Buch-Rezension - das meint Kinderbuch-Couch.de: Neues von den Weihnachtsmäusen von Anu Stohner

erschienen bei Hanser

geeignet für Kinder im Alter ab 6 Jahren

Alle Jahre wieder …schwärmen die Weihnachtsmänner aus und verteilen an alle Kinder dieser Welt ihre Geschenke. Doch was passiert, wenn sich alle Weihnachtsmänner eine grausliche Erkältung einfangen und ihren Dienst nicht verrichten können? Alle, bis auf den dusseligen Friedebert, der die hochachtungsvolle Aufgabe für die gesamte Mannschaft übernehmen muss. Wären ihm die Weihnachtsmäuse nicht zur Hilfe gekommen, hätte es in diesem Jahr falsche Geschenke gegeben …

Weihnachtszeit, besinnliche Zeit! Auch für die Tiere des Waldes haben die Dezembertage über eine besondere Stimmung. In dieser Zeit gibt es keine Unterordnung und Rivalitäten. Diese Tage werden gemeinsam mit einer täglichen Versammlung auf der großen Lichtung verbracht. Dann lauschen sie einer Geschichte in vierundzwanzig Stücken, die ihnen die Stadtmaus erzählt. Doch dieses Jahr, pünktlich zum 1. Dezember, lässt die Stadtmaus auf sich warten …Sie hat sich das Bein gebrochen und kann die Tiere nicht besuchen. Doch gewissenhaft und geschickt wie die Maus aus dem ersten Buch von Stohner bekanntlich ist, schickt sie an allen Tagen stellvertretend die Kirchenmaus in den Wald, die ihre Geschichte von einer vergangenen Weihnacht in kleinen aber inhaltlich reichen Erzählungen vorliest.
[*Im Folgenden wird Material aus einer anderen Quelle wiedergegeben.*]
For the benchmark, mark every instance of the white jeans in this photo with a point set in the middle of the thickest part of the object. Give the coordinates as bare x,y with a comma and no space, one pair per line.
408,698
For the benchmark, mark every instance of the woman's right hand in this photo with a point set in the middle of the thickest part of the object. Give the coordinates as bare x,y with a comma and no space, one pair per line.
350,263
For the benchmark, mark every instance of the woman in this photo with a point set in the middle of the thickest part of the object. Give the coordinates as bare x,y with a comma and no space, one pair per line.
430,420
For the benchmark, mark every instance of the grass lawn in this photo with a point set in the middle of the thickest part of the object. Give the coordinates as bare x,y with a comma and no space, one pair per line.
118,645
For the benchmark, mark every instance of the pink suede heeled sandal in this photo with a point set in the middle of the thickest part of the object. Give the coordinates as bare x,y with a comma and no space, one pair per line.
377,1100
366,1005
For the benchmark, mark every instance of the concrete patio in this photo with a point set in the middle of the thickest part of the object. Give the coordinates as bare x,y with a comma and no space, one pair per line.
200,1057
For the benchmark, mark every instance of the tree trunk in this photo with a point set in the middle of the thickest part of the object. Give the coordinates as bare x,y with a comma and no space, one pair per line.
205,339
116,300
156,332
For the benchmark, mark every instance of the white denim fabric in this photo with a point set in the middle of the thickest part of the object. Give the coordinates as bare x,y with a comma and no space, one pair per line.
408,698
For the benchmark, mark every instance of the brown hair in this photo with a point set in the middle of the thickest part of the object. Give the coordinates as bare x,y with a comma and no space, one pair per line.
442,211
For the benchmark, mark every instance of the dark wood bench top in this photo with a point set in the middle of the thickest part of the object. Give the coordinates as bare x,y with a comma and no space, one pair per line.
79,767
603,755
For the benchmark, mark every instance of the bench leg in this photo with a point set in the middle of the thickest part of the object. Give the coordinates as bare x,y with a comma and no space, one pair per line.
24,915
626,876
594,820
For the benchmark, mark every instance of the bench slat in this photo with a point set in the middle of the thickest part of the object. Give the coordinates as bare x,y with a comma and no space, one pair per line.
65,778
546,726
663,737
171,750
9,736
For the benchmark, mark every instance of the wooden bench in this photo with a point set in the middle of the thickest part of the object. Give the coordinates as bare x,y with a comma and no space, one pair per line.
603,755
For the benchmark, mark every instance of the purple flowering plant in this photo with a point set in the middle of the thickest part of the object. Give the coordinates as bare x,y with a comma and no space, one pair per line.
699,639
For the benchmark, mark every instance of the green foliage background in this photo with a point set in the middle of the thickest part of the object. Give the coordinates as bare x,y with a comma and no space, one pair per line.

Alles beginnt mit dem ersten Schneefall und einem unglücklichen Ereignis. Die Weihnachtsmänner, die sonst so ruhig und vernünftig wirken, verwandeln sich beim Anblick der weißen Flocken in wilde Kerle, schnappen sich ihre Schlittschuhe und toben sich beim Eishockey aus. Wild sein bringt oft auch Verletzungen mit sich und hier ist es ausgerechnet der Oberweihnachtsmann, der sich auf die Nase legt. Sein lauter Schrei holt auch den letzten Weihnachtsmann aufs Eis, um ihm zur Hilfe zu kommen. Doch in diesem Jahr war es bis zum ersten Schnee noch gar nicht kalt und das Eis auf dem Teich ist viel zu dünn, um alle Mann zu tragen …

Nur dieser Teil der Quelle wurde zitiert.